In our second session, we continue from where we left: we will open the .csv file from JHU and analyze it in a number of ways. The R script that we have started creating last time in rstudio.cloud is copied to /r101 folder: 01-read.R

Topics covered:

  • Overview of the new purpose and functionality of iTrack Covid App (v0.0.5 Canadian Edition - "Should I go or should I stay"). We'll now be adding the same functionality to US data - together with you.
  • General coding process & mental framework: Running our first line - Trouble-shooting - Organizing code
  • Getting help: all knowledge you need is with you already! : Build-in Help and www.Stackoverflow.com
  • General process of getting to know your "stranger" (data) and making something nice out of it:
    • ways to view it, and print it, to manipulate so it is easier to work with
    • removing unneeded columns, melting data, renaming columns
  • Your next best friend: library(magrittr)

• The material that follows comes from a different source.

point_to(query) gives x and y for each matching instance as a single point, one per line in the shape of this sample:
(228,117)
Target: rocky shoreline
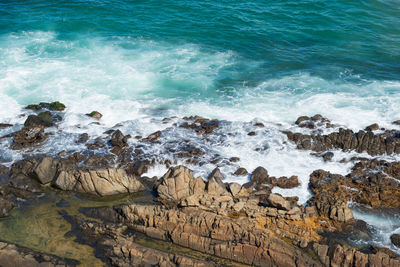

Session 1: Wed 2020/04/29 - video / transcript

This is our first Live recorded session...

Topics covered:

  1. your first steps to start learning R: go to www.rstudio.com, and follow to Resources- Education-For Learners-Tutorials- ending up in https://rstudio.cloud and finding tutorials there: Learn - Primers - The Basics - Visualization Basics
  2. your first steps to start programming in R: New Project, New File - R Script, first executed one line (to read .csv file using fread() ), first error (could not find function), first installed package (library(data.table))
  3. your first R-powered document and App: New File - R Markdown
  4. your first tricks and take-aways

Take-aways:

  • Keep all useful libraries and functions in one place: source("000-common.R')
  • library(data.table) is your best new friend
  • Run line by line with (CTRL+ENTER)
  • Make use of the Table of contents to build the structure for your code that is easy to navigate: # 1.1 Merging data ----
  • Comment out unneeded code in R Script with # (CTRL+SHIFT+C)
  • Comment out in chunks using if (F) { # 0. General libraries and functions ----
  • Think and code in chunks
  • Use R Markdown to organize your ideas and results (iTrack Covid App is just an R Markdown)
  • Comment out unneeded text in R Markdown with <!-- - --> (CTRL+SHIFT+C)
  • Two ways of educating yourself: 1) follow many tutorials (some bult in rstudio.cloud), 2) start building own own data science tool and seek answers as you go!